Les agriculteurs ont organisé cette semaine des manifestations à l'échelle nationale, tandis que des grèves ferroviaires ont perturbé l'ensemble du pays et que les défaillances d'entreprises ont augmenté de manière significative à la fin de l'année 2023.

À la fin de l'année dernière, le gouvernement allemand a gelé d'importantes promesses de dépenses axées sur les initiatives vertes et l'industrie, après qu'une décision de la Cour constitutionnelle sur les fonds d'urgence inutilisés en cas de pandémie a fait exploser un trou de 60 milliards d'euros (65 milliards de dollars) dans ses finances.

La confiance des investisseurs s'en est ressentie et le moral des entreprises s'est dégradé en décembre, selon l'institut Ifo. La production industrielle allemande a également chuté de manière inattendue en novembre, ce qui représente la sixième baisse mensuelle consécutive.

"À l'aube de 2024, avec des volumes de fusions et d'acquisitions aussi faibles, nous ne prévoyons pas beaucoup plus d'activité pour l'année à venir, la reprise devant se faire sentir davantage en 2025", a déclaré Rainer Langel, responsable de l'Europe, du Moyen-Orient et de l'Afrique, chez Macquarie Capital.

Cette évolution intervient alors que les négociateurs du monde entier s'attendaient à une reprise de l'activité à mesure que les conditions s'amélioraient. Aux États-Unis, depuis le début de l'année, la valeur des transactions s'élève à 56 milliards de dollars, stimulée par l'activité dans le secteur des soins de santé, soit plus du double du montant enregistré au début de 2023 (24 milliards de dollars), selon les données de Dealogic.

L'Allemagne est en tête des fusions-acquisitions en valeur pour l'Europe continentale en 2023, avec 91 milliards de dollars de transactions, selon les données de Dealogic. Il s'agit toutefois du chiffre le plus bas depuis 2015. L'année dernière, les volumes de fusions et d'acquisitions ont atteint leur niveau le plus bas depuis dix ans.

Pour les banquiers et autres conseillers, cela se traduit par une baisse des honoraires.

Les revenus nets des banques d'investissement provenant des fusions et acquisitions en Allemagne étaient de 159 millions d'euros au quatrième trimestre 2023, soit une baisse de 95 % par rapport à la même période de l'année précédente, selon les données de Dealogic.

De plus, depuis la pandémie, les transactions prennent plus de temps, ce qui se traduit par des délais plus longs avant leur conclusion, selon les conseillers.

"Même s'il y aura plus d'activité en 2024, l'écart entre la signature et la conclusion d'une transaction prend du temps, de sorte que beaucoup de ces transactions ne seront achevées qu'en 2025", a déclaré M. Langel.

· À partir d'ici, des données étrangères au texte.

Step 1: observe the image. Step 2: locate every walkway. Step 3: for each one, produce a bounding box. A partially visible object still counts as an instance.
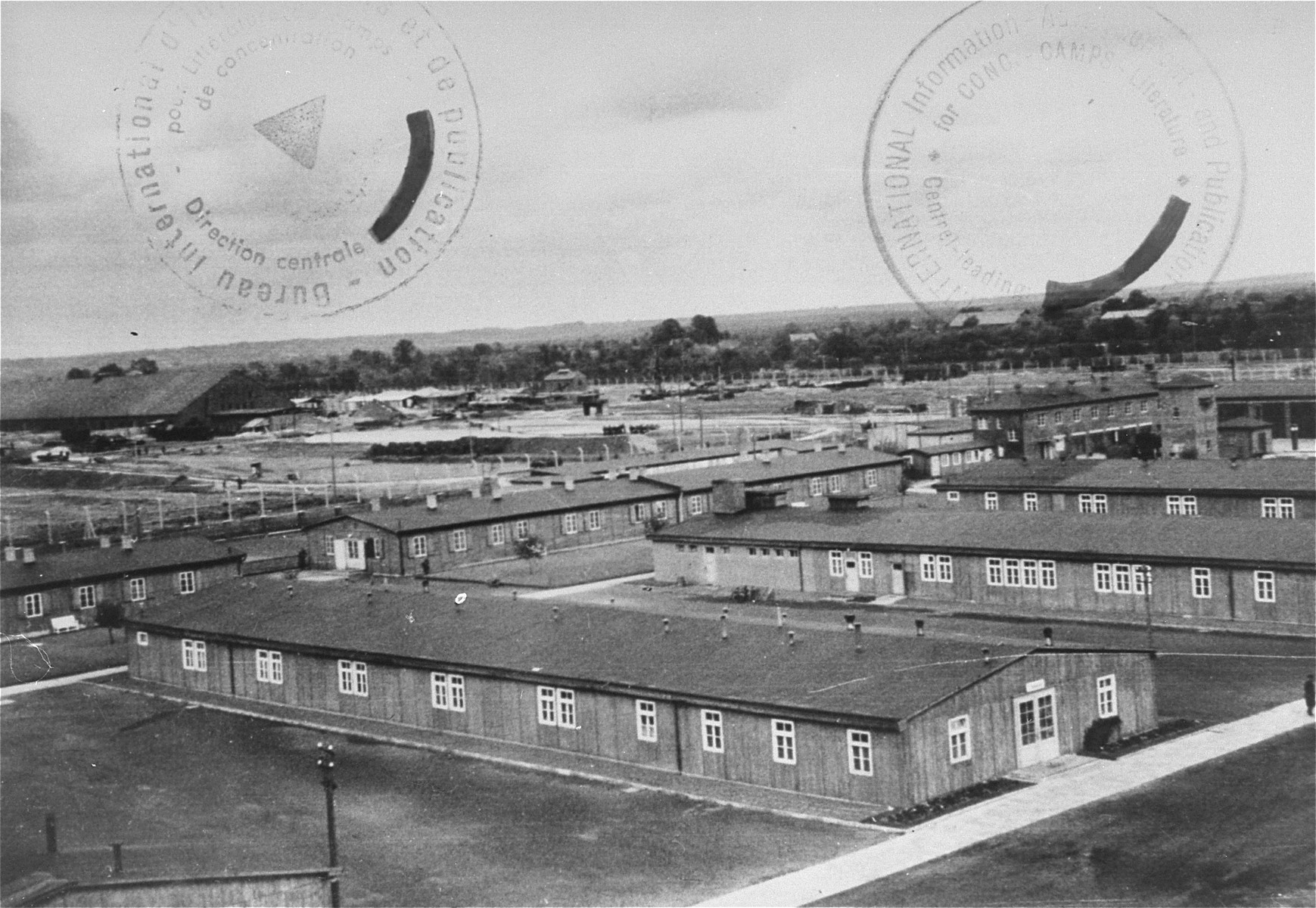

Comme toujours en matière de fusions et d'acquisitions, la situation peut changer rapidement si une série d'opérations voit le jour. À la fin de l'année dernière, Adnoc a fait une offre préliminaire pour l'entreprise chimique allemande Covestro, l'évaluant à 11,3 milliards d'euros (12,38 milliards de dollars).

Les bailleurs de fonds privés de l'entreprise pharmaceutique Stada se préparent à une introduction en bourse ou à une vente qui pourrait la valoriser à dix milliards d'euros (11 milliards de dollars), tandis que Bayer a déclaré qu'elle envisageait de scinder ses divisions de santé grand public ou de phytotechnie.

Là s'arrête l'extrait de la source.